We have a similar problem here in Spain, with what is called 'memoria histórica' (historic memory?), wich lies upon the idea that not all victims are equal.
We sometimes forget what a bless is to be able to forget.

I saw a Beeb programme years ago in which a minister of religion described how he saw a gunman with a pistol firing at the troops. Mind you, that's no reason for the troops to ignore their instructions and fire on the "useful idiots" who constituted most of the crowd.

"to be able to forget"

Indeed, Prtega, that is sometimes difficult - but with the Irish it is impossible.

You are right, 'DM', and perhaps I should have made clear that amongst the Paras there are a fairly high percentage of what Orwell called "rough men, which in the case of some of them is a mighty understatement!

Irish Alzheimers - they forget everything but the grudges.

Anyway, the historical analogy for you, David, is the Act of Oblivion passed at the Restoration.


1968 was a banner year for the British Army. It was the first year (and only) since Monck’s Regiment (Coldstream Guard) laid down it’s arms as soldiers of the Parliament and picket them of as soldiers of the King in which a British olidier was not killed in action. 1969 the IRA started a war. Many valid complaints on both sides but let us not forget who starred the “troubles“.


Hastinegs
As David Cameron rightly said, there can be no possible excuse for what the Paras did.

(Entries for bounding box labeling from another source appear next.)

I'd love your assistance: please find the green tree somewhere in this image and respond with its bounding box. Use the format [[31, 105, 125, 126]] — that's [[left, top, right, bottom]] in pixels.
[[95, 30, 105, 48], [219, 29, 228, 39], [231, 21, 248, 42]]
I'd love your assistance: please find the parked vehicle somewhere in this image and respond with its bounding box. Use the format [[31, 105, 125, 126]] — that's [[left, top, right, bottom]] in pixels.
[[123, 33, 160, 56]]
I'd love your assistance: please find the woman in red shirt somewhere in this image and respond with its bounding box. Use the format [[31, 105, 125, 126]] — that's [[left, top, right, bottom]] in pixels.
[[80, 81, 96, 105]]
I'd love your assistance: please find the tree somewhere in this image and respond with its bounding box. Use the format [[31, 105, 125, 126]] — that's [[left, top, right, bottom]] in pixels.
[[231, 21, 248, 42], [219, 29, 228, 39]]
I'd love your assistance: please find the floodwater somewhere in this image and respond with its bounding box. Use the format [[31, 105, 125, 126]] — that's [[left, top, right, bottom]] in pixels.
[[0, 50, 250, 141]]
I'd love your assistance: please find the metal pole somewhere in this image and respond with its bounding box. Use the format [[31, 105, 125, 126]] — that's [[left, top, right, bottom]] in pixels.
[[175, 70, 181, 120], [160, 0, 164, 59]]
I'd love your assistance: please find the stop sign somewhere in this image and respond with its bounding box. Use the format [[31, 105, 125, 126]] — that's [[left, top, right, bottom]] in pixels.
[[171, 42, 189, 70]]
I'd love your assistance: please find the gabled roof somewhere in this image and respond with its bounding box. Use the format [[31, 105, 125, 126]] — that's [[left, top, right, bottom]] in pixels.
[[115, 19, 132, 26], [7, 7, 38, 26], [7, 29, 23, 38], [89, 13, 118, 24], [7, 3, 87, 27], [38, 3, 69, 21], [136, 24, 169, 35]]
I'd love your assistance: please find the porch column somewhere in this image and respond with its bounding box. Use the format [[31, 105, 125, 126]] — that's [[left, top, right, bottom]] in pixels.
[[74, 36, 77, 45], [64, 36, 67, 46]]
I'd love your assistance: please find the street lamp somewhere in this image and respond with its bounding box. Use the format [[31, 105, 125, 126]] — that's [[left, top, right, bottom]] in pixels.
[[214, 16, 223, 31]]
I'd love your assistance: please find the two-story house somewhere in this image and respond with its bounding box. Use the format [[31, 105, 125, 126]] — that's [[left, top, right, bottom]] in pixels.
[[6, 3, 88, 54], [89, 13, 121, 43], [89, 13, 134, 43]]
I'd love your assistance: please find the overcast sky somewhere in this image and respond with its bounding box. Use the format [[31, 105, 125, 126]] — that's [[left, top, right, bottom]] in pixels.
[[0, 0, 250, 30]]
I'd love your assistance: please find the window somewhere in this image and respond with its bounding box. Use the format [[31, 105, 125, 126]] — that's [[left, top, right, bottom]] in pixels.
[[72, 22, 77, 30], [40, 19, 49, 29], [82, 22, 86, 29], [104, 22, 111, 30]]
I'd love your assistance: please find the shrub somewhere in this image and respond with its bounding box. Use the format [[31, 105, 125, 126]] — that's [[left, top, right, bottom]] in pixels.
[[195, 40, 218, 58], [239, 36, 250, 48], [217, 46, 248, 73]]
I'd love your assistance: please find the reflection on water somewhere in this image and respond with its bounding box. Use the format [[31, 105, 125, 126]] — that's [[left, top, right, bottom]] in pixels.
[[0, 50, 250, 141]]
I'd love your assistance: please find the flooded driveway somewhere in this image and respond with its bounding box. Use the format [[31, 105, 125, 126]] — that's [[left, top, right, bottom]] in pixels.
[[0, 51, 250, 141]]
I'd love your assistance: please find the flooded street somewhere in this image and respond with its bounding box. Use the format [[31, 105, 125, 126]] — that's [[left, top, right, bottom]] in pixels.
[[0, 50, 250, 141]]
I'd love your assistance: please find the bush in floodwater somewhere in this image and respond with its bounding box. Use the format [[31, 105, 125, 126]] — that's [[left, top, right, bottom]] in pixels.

But no soldiers would have been on the streets that day with loaded rifles had not the IRA been killing their comrades for months - two RUC men were shot in Derry only three days before Bloody Sunday. The Provisionals ran the Bogside, and resisted every incursion by troops or police.

Found this a while back which speaks fo the 99.99 % who did a tough job, did it well, with no thanks.

http://www.youtube.com/watch?v=n9C4fj5CfvA&feature=related

It was a banner year in more ways than one, Hank, it was the year I left the army - to its great relief!